The parameters \(\alpha, \beta, \gamma, u_0, v_0\) make up our intrinsic parameter matrix \(\mathbf{A}\). These can be used to compute the extrinsic parameters following

\begin{align*} \lambda &= 1 / \|\mathbf{A}^{-1}\mathbf{h}_1\|\\ \mathbf{r}_1 &= \lambda \mathbf{A}^{-1}\mathbf{h}_1\\ \mathbf{r}_2 &= \lambda \mathbf{A}^{-1}\mathbf{h}_2\\ \mathbf{r}_3 &= \mathbf{r}_1 \times \mathbf{r}_2\\ \mathbf{t} &= \lambda \mathbf{A}^{-1}\mathbf{h}_3\\ \end{align*}

Refining the Estimates

The approach in the last section is produced by minimizing algebraic distances.
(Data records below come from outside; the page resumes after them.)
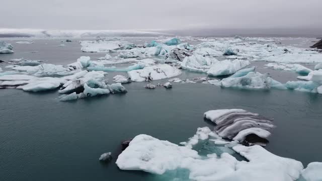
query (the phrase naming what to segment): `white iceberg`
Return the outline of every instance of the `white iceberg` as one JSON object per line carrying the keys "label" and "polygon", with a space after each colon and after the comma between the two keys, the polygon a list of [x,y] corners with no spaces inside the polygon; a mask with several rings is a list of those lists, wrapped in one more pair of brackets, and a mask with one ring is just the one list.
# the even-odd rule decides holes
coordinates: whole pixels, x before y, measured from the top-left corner
{"label": "white iceberg", "polygon": [[298,64],[287,64],[269,63],[265,66],[276,70],[283,70],[285,71],[294,71],[296,73],[302,74],[308,74],[312,70]]}
{"label": "white iceberg", "polygon": [[228,77],[220,81],[224,87],[235,87],[246,88],[270,88],[271,87],[286,89],[282,83],[269,77],[267,73],[251,72],[246,75],[239,77]]}
{"label": "white iceberg", "polygon": [[207,73],[214,76],[230,75],[250,64],[248,60],[239,59],[220,61],[212,65]]}
{"label": "white iceberg", "polygon": [[83,41],[80,42],[81,50],[86,52],[107,52],[122,47],[129,43],[120,41]]}
{"label": "white iceberg", "polygon": [[14,53],[12,49],[14,47],[11,44],[6,42],[0,40],[0,54],[1,53]]}
{"label": "white iceberg", "polygon": [[34,43],[35,42],[34,42],[33,41],[19,41],[19,42],[16,42],[16,43],[17,44],[32,44],[32,43]]}
{"label": "white iceberg", "polygon": [[115,75],[113,78],[113,81],[117,83],[127,83],[131,82],[131,79],[130,78],[121,75]]}
{"label": "white iceberg", "polygon": [[167,64],[159,64],[145,67],[140,70],[127,72],[132,81],[143,81],[160,80],[181,74],[178,68]]}
{"label": "white iceberg", "polygon": [[276,156],[258,145],[232,148],[249,162],[238,161],[227,153],[219,157],[202,156],[189,147],[139,135],[119,155],[116,164],[121,169],[158,174],[185,169],[189,170],[189,179],[196,180],[292,181],[303,169],[301,162]]}
{"label": "white iceberg", "polygon": [[318,63],[314,67],[315,70],[319,70],[322,69],[322,63]]}
{"label": "white iceberg", "polygon": [[306,181],[321,181],[322,162],[311,162],[302,172],[302,176]]}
These values are further refined using maximum-likelihood estimation by way of a nonlinear optimizer. If there are \(m\) points on each of the \(n\) images, the objective function to minimize is given by

\[ \sum_{i=1}^n \sum_{j=1}^m \|\mathbf{m}_{ij} - \hat{\mathbf{m}}(\mathbf{A}, \mathbf{R}_i, \mathbf{t}_i, \mathbf{M}_j)\|^2, \]

where \(\hat{\mathbf{m}}(\mathbf{A}, \mathbf{R}_i, \mathbf{t}_i, \mathbf{M}_j)\) is a projection of point \(\mathbf{M}_j\) in image \(i\). This function is minimized using the Levenberg-Marquardt algorithm.